Angela Herbert and her five children live in one of the 2000 Housing New Zealand properties in Northland, and they waited months to get in. 

"When you do get one you really want to try and hold on to it as long as you can because it's hard," Ms Herbert said.

But Northland National MP Matt King says not everyone deserves them, because in the eight months he's been in office he's received 40 complaints about six different Housing New Zealand properties 

"Drug dealing, selling, vandalism, theft, assaults, violence in the street, people using weapons, general intimidation. You name it, it's going on," Mr King said. 

The more serious complaints come from Kerikeri and Dargaville.

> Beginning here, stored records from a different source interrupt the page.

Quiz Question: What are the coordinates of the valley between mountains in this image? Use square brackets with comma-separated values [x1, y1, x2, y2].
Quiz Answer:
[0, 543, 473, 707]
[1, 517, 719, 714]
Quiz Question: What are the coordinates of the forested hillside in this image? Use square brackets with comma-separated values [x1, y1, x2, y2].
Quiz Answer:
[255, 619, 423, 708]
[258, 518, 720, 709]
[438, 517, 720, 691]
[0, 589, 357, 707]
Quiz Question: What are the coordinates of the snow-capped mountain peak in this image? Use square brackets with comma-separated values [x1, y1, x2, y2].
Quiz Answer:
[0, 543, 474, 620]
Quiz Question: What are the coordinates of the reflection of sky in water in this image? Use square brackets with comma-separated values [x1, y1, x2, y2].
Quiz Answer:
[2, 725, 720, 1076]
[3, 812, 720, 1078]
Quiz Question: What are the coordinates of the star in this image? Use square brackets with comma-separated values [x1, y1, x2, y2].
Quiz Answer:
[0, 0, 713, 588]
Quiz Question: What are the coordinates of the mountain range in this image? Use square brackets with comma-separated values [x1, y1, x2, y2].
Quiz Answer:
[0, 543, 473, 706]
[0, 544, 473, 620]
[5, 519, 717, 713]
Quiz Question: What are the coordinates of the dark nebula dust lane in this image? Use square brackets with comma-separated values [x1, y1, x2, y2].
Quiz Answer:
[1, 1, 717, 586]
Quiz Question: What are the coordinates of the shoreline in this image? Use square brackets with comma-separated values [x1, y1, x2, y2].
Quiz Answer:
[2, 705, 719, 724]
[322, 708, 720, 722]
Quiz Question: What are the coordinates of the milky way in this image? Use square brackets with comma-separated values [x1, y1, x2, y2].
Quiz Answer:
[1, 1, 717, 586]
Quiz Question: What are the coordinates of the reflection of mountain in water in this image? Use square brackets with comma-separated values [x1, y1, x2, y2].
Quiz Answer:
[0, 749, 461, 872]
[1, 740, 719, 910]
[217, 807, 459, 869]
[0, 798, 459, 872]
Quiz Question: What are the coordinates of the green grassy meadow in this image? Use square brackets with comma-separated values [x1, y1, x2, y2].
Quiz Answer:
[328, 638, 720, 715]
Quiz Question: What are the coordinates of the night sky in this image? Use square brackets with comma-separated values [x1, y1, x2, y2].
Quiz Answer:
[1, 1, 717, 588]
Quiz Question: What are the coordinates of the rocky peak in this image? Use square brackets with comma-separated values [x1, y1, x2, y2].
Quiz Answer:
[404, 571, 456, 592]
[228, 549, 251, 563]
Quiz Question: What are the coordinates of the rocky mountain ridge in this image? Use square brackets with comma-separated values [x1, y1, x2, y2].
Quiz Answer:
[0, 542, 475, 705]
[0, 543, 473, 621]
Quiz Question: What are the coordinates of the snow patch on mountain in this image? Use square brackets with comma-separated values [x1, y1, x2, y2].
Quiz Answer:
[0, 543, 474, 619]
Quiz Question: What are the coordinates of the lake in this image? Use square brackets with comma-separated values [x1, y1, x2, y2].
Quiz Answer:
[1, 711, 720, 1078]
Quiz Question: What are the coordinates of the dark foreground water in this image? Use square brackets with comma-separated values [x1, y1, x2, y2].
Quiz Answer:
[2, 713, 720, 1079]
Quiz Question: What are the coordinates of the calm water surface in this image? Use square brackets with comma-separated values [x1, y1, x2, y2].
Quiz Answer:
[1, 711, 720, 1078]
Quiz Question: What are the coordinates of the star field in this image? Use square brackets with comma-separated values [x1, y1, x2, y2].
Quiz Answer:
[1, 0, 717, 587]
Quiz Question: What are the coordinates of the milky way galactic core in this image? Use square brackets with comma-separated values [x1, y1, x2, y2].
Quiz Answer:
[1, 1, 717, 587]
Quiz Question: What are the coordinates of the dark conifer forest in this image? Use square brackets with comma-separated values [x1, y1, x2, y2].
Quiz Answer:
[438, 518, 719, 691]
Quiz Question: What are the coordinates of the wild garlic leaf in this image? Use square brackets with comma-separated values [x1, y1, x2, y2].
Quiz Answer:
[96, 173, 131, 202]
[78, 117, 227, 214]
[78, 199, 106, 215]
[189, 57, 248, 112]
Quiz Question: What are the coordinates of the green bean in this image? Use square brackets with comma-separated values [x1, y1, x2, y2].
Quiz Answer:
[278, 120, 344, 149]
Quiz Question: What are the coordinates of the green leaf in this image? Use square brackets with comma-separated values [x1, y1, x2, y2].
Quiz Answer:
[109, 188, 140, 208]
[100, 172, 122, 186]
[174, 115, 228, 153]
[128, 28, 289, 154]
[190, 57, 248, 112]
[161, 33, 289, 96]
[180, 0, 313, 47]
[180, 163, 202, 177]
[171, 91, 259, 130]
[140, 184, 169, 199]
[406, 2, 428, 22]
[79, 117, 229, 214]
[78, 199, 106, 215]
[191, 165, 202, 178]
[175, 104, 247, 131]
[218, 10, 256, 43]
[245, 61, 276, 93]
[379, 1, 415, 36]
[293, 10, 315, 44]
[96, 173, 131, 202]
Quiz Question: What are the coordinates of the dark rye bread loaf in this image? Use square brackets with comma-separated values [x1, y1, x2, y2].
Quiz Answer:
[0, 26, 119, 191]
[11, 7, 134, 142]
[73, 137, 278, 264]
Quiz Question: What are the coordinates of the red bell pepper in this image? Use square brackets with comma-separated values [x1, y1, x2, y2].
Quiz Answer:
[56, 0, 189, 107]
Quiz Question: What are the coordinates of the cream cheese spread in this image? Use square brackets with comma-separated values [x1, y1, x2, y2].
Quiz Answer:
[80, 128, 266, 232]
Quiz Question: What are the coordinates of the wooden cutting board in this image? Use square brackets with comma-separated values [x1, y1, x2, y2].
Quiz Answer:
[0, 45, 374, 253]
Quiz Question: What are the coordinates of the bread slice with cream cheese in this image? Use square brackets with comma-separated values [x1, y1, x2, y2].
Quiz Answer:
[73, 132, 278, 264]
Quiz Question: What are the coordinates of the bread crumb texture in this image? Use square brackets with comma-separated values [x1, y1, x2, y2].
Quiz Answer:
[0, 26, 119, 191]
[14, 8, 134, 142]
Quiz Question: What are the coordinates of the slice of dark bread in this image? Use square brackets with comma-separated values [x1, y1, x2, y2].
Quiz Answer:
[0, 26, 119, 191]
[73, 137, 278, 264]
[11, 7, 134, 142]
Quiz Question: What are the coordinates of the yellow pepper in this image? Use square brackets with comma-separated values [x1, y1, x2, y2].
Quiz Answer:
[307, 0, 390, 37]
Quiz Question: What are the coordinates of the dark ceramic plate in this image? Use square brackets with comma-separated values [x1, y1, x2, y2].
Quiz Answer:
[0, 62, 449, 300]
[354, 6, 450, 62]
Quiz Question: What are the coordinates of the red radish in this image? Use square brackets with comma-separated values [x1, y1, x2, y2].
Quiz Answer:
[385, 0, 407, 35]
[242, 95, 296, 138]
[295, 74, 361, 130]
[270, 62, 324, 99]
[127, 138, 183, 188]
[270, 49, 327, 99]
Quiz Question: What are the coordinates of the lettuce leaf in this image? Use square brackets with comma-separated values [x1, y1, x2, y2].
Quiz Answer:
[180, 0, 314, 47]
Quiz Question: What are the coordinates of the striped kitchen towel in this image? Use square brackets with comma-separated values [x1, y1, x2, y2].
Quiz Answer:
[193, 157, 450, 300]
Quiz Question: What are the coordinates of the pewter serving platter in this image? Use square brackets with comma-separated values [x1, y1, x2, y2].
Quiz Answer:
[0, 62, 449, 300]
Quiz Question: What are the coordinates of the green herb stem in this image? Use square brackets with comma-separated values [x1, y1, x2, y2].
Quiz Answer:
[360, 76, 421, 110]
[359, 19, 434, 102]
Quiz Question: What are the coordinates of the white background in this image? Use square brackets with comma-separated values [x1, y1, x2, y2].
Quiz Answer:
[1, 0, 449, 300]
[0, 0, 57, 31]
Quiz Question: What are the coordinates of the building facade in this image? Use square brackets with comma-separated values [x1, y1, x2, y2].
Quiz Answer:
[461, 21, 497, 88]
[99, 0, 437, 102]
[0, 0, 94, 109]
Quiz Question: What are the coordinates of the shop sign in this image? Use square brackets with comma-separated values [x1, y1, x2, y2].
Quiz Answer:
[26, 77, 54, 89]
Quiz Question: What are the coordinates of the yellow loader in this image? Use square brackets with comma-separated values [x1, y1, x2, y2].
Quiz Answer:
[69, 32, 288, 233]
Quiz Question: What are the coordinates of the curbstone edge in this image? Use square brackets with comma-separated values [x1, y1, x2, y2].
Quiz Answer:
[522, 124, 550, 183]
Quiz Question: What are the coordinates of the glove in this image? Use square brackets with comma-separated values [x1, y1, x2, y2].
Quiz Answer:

Police have attended 70 incidents in one Kerikeri property in the last three years. 

None of the complainants would appear on camera to tell their stories for fear of retaliation, and for that reason 1 NEWS decided not to identify the properties or the streets involved. 

But they did tell 1 NEWS their pets have been poisoned, they're being threatened with violence and regularly sworn at, they're too scared to do the gardening or go for walks, and they can't sleep because there are parties and fighting most nights.

Housing New Zealand has thrown out two Northland tenants in the last 12 months, but has a zero eviction policy for drug use.

Alistair Russell of Auckland Action Against Poverty says evicting people and making them and their families homeless makes nobody safer.

"The knee-jerk reaction to want to punish people has spectacularly failed time and time again," he said.

But Mr King says Housing New Zealand should set an example.

"I think a degree of Housing New Zealand tenants have to be evicted, have to be dealt with seriously so that the vast majority can see that behaviour won't be tolerated," he said. 

Meanwhile 328 other families are on the waiting list for social housing in Northland.